Friday, September 9, 2011

We Remember

As the tenth anniversary of the terrorist attacks near, Americans are recalling what happened that day. We all remember where we were, who we were with, and how we felt the first time we saw the planes fly into the towers. I am no exception. The History department at our school is doing a wonderful set of lessons to help the kids grasp what happened on that fateful day. It blows my mind that these kids barely remember even hearing about it from their parents. They weren't even in school yet! Today, I continued the History department's lessons and had the students post a journal about their thoughts on the attacks. It amazes me how detached many of them feel about the whole event. That is not the case for those of us that remember.

I was in my 8th grade NC History class when the attacks happened. It wasn't until in between classes that I actually learned that something happened. The teachers were scrambling about talking while we rushed to classrooms to see the TV. Our language arts teacher turned on the news and let us sit there in watch. We were stunned silent. How often is a class of 8th graders silent? Almost never. She then prompted us to get out our composition notebooks and write exactly how we felt about what we were seeing. I wish I still had that journal. I can only imagine the raw emotion each of us included in our writing.

The rest of the day was out of whack as we all began to speculate what would happen next. At that point we had no idea if there were more planned attacks or if we were safe. Countless students were called out of class as panicked parents fled to the school to pick them up. For those of you wondering, Jenny Ward did not feel the need to pick her five bundles of joy up from school. Can you really blame her? She got one day off a week from work and us. Screw the terrorist attacks, she was enjoying her day off!
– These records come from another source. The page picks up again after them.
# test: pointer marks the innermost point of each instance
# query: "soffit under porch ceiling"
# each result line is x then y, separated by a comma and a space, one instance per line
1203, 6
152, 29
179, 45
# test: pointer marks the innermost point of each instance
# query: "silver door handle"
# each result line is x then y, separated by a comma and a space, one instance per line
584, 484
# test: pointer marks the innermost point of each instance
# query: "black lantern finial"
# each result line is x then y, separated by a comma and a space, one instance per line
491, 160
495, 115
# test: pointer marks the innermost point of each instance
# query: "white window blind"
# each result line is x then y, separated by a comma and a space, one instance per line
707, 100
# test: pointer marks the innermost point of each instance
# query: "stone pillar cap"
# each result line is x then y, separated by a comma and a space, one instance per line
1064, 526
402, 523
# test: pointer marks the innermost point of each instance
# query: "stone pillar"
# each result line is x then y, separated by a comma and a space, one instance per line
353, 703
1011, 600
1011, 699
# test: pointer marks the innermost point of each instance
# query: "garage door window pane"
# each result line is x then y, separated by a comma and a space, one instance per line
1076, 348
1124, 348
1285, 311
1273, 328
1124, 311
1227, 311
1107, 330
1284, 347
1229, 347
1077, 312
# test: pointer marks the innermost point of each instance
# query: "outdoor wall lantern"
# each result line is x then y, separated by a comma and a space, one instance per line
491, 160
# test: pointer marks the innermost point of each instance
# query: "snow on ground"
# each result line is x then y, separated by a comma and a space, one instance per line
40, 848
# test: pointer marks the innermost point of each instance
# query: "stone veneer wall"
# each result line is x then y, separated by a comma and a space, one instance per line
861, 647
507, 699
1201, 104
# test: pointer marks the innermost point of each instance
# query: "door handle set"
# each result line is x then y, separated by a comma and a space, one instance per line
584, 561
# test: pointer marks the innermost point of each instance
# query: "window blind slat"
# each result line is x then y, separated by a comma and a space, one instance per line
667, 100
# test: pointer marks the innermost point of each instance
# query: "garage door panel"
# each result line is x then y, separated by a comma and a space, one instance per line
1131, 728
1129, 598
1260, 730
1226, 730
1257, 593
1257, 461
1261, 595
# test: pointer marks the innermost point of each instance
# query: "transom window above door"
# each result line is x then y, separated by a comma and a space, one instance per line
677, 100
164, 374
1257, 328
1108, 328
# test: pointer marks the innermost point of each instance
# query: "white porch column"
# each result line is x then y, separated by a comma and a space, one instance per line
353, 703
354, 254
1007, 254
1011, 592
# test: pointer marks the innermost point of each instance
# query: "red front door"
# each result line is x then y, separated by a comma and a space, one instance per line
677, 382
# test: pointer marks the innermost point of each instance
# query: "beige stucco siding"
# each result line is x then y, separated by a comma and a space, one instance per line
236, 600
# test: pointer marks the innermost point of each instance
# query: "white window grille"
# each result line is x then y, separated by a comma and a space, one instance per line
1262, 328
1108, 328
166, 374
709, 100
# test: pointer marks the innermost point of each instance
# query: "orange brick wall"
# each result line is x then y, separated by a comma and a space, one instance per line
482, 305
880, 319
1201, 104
Needless to say, we were all safe as was good 'ol Huntersville, NC. No one ever attacked the nuclear power plant or downtown Charlotte as everyone feared.

Looking back now, I can honestly say I have never felt such uncertainty and fear as I did in that very moment. It was like we all realized that if the adults in our lives were this upset, something unique must really be happening. While I hope nothing like that ever happens again, I do wish for my students to learn the significance of that day and the events that transpired because of it.

Where were you when the world stopped turning?